Jen-InCinema

Chronicle

Documentary chronicle — video recording of real events. The scale can be different: from pivotal historical upheavals to family weekends. The chronicle is filmed in order to preserve the memory and show “how everything was”.

Documentaries are sometimes assembled entirely from archival footage. A recent example: the film Apollo 11 by the American director Todd Douglas Miller – 1.5 hours of pure chronicle about the first team that landed on the moon. No voice-overs, no interviews, just old NASA tapes and audio recordings.

In working with a documentary chronicle, the advertiser, of course, wants to attack, if not the NASA archives, then thousands of recordings of sports competitions. As Wieden + Kennedy did in the work on You Can’t Stop Us for Nike.

But if there is no resource for such large-scale campaigns, you can focus on the history of one group. And here there are at least two options:

TELL ABOUT OTHERS. Title partner and official beer of the Six Nations, Guinness has released a cool story about Tokyo’s first women’s rugby team. The BBDO agency worked on the 5-minute Liberty Fields film. For the video, archival videos from the 1980s were unearthed and supplemented with short interviews with female athletes:

A real-life story about a women’s team making its way to international competitions without a coach or a doctor has gone viral and received a sequel.
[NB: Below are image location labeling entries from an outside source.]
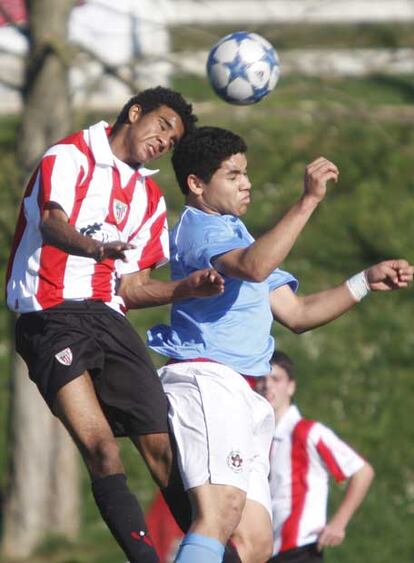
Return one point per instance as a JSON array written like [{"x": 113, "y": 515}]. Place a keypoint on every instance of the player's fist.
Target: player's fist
[
  {"x": 331, "y": 535},
  {"x": 317, "y": 174},
  {"x": 389, "y": 275}
]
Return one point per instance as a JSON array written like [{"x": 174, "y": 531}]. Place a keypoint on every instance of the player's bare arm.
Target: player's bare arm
[
  {"x": 257, "y": 261},
  {"x": 334, "y": 532},
  {"x": 302, "y": 313},
  {"x": 138, "y": 290},
  {"x": 57, "y": 231}
]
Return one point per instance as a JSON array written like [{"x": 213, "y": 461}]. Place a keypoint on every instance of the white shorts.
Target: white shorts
[{"x": 222, "y": 427}]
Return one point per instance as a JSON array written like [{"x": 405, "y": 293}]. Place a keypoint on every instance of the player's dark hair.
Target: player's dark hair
[
  {"x": 282, "y": 360},
  {"x": 153, "y": 98},
  {"x": 202, "y": 152}
]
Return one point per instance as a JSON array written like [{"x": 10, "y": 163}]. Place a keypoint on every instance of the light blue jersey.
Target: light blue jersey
[{"x": 232, "y": 328}]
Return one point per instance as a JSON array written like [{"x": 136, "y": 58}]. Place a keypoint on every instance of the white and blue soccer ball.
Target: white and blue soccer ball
[{"x": 243, "y": 68}]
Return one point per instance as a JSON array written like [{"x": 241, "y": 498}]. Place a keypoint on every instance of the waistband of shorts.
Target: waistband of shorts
[
  {"x": 86, "y": 306},
  {"x": 289, "y": 554},
  {"x": 251, "y": 379}
]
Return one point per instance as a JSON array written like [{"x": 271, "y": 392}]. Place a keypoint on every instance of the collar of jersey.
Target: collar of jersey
[
  {"x": 98, "y": 135},
  {"x": 226, "y": 217}
]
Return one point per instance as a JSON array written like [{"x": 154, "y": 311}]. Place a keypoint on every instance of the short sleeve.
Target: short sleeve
[
  {"x": 61, "y": 170},
  {"x": 279, "y": 277},
  {"x": 340, "y": 459},
  {"x": 216, "y": 238}
]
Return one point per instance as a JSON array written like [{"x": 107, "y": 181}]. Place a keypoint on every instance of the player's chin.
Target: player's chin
[{"x": 243, "y": 207}]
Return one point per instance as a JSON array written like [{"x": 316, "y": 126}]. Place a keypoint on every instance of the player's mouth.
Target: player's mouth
[{"x": 151, "y": 151}]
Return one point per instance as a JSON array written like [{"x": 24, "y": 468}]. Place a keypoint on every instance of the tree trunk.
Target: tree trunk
[{"x": 43, "y": 493}]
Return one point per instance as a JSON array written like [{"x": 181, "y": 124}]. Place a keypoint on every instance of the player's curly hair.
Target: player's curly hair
[
  {"x": 153, "y": 98},
  {"x": 202, "y": 152}
]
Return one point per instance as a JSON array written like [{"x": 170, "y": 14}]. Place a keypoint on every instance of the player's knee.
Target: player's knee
[
  {"x": 103, "y": 458},
  {"x": 231, "y": 510},
  {"x": 254, "y": 548},
  {"x": 223, "y": 516}
]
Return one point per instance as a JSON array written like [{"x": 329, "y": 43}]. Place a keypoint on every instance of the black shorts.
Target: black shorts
[
  {"x": 304, "y": 554},
  {"x": 61, "y": 343}
]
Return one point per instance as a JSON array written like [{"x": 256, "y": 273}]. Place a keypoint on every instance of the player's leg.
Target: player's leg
[
  {"x": 78, "y": 408},
  {"x": 214, "y": 452},
  {"x": 253, "y": 536},
  {"x": 60, "y": 348},
  {"x": 217, "y": 511}
]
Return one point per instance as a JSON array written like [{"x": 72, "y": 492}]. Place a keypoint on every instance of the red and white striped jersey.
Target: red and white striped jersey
[
  {"x": 104, "y": 198},
  {"x": 303, "y": 455}
]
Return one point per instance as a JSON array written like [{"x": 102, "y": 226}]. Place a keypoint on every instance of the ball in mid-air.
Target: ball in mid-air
[{"x": 243, "y": 67}]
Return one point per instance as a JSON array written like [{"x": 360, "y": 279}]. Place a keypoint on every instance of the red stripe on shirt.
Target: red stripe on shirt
[
  {"x": 53, "y": 260},
  {"x": 330, "y": 461},
  {"x": 20, "y": 228},
  {"x": 300, "y": 467}
]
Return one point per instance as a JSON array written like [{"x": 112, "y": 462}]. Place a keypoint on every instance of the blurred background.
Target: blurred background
[{"x": 346, "y": 92}]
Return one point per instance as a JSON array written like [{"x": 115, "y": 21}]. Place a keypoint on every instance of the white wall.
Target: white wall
[{"x": 127, "y": 30}]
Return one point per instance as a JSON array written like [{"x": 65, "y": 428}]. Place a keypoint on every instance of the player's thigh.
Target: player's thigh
[
  {"x": 128, "y": 387},
  {"x": 78, "y": 408},
  {"x": 253, "y": 536}
]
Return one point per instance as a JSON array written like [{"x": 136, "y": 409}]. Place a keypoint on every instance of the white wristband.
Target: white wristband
[{"x": 358, "y": 286}]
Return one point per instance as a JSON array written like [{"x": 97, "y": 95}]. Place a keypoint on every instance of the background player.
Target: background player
[{"x": 303, "y": 455}]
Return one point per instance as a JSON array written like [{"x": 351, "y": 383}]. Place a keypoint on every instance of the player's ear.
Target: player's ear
[
  {"x": 134, "y": 113},
  {"x": 195, "y": 184}
]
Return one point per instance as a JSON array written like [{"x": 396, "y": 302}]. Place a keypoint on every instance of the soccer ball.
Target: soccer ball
[{"x": 243, "y": 68}]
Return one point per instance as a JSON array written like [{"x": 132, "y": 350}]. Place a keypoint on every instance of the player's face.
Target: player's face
[
  {"x": 277, "y": 388},
  {"x": 151, "y": 135},
  {"x": 228, "y": 191}
]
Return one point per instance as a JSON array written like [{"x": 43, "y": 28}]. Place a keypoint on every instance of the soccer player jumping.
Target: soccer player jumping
[
  {"x": 92, "y": 223},
  {"x": 222, "y": 427}
]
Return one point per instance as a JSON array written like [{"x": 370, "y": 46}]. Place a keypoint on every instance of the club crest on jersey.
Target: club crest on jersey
[
  {"x": 119, "y": 209},
  {"x": 64, "y": 357},
  {"x": 235, "y": 461}
]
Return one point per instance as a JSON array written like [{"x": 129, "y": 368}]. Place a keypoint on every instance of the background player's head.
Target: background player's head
[
  {"x": 211, "y": 169},
  {"x": 150, "y": 124},
  {"x": 280, "y": 385}
]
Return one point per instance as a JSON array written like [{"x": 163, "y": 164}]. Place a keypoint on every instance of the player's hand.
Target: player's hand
[
  {"x": 205, "y": 283},
  {"x": 317, "y": 174},
  {"x": 332, "y": 534},
  {"x": 115, "y": 250},
  {"x": 389, "y": 275}
]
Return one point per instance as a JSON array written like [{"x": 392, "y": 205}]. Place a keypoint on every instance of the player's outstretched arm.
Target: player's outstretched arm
[
  {"x": 138, "y": 290},
  {"x": 302, "y": 313},
  {"x": 389, "y": 275},
  {"x": 256, "y": 262},
  {"x": 56, "y": 231},
  {"x": 334, "y": 532}
]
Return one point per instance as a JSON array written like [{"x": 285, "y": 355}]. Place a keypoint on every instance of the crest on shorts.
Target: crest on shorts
[
  {"x": 235, "y": 461},
  {"x": 119, "y": 209},
  {"x": 64, "y": 357}
]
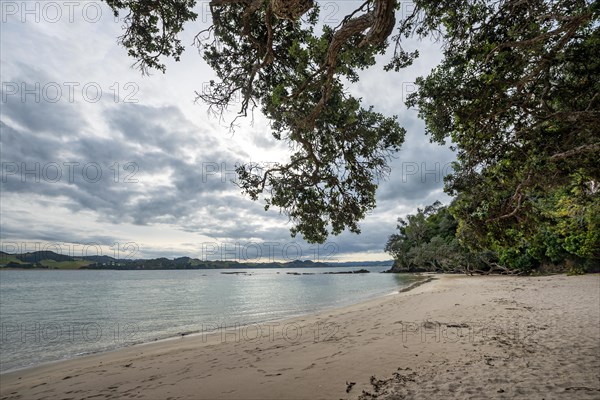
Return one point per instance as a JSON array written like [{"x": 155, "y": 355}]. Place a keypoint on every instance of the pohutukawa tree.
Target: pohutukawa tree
[{"x": 512, "y": 94}]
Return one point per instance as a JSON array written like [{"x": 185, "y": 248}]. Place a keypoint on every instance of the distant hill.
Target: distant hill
[{"x": 52, "y": 260}]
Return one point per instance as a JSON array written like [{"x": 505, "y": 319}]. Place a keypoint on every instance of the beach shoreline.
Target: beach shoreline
[{"x": 457, "y": 336}]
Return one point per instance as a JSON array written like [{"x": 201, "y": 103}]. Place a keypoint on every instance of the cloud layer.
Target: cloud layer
[{"x": 92, "y": 152}]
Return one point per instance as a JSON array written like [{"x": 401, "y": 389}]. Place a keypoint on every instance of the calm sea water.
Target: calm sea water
[{"x": 51, "y": 315}]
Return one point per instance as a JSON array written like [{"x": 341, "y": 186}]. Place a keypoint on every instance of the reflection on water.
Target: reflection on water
[{"x": 50, "y": 315}]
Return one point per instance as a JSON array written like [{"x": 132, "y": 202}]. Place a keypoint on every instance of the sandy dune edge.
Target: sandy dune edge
[{"x": 455, "y": 337}]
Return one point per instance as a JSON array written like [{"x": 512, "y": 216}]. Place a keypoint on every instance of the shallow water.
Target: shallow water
[{"x": 51, "y": 315}]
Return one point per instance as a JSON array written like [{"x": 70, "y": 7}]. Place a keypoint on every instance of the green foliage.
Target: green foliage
[
  {"x": 263, "y": 52},
  {"x": 152, "y": 29},
  {"x": 426, "y": 241},
  {"x": 518, "y": 96}
]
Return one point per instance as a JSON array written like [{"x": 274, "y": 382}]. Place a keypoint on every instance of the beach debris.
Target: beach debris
[{"x": 349, "y": 386}]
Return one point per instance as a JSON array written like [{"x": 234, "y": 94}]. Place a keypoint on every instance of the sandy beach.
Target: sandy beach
[{"x": 454, "y": 337}]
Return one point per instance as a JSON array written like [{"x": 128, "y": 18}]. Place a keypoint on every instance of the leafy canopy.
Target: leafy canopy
[{"x": 516, "y": 95}]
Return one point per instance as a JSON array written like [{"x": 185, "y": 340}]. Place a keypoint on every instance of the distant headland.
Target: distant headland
[{"x": 52, "y": 260}]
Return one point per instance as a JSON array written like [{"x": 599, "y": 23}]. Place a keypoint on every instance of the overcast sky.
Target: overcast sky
[{"x": 97, "y": 158}]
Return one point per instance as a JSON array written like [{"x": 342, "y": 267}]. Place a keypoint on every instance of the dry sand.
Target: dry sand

Together with the British media Stylist, the Guinness brand founded the Liberty Fields Fund: young women’s rugby teams could fill out a questionnaire and receive financial support.

TELL ABOUT YOURSELF. It happens that you don’t even have to leave your own office for a powerful dock-roller. Chronicles from employees’ smartphones are suitable. If these employees are, for example, journalists.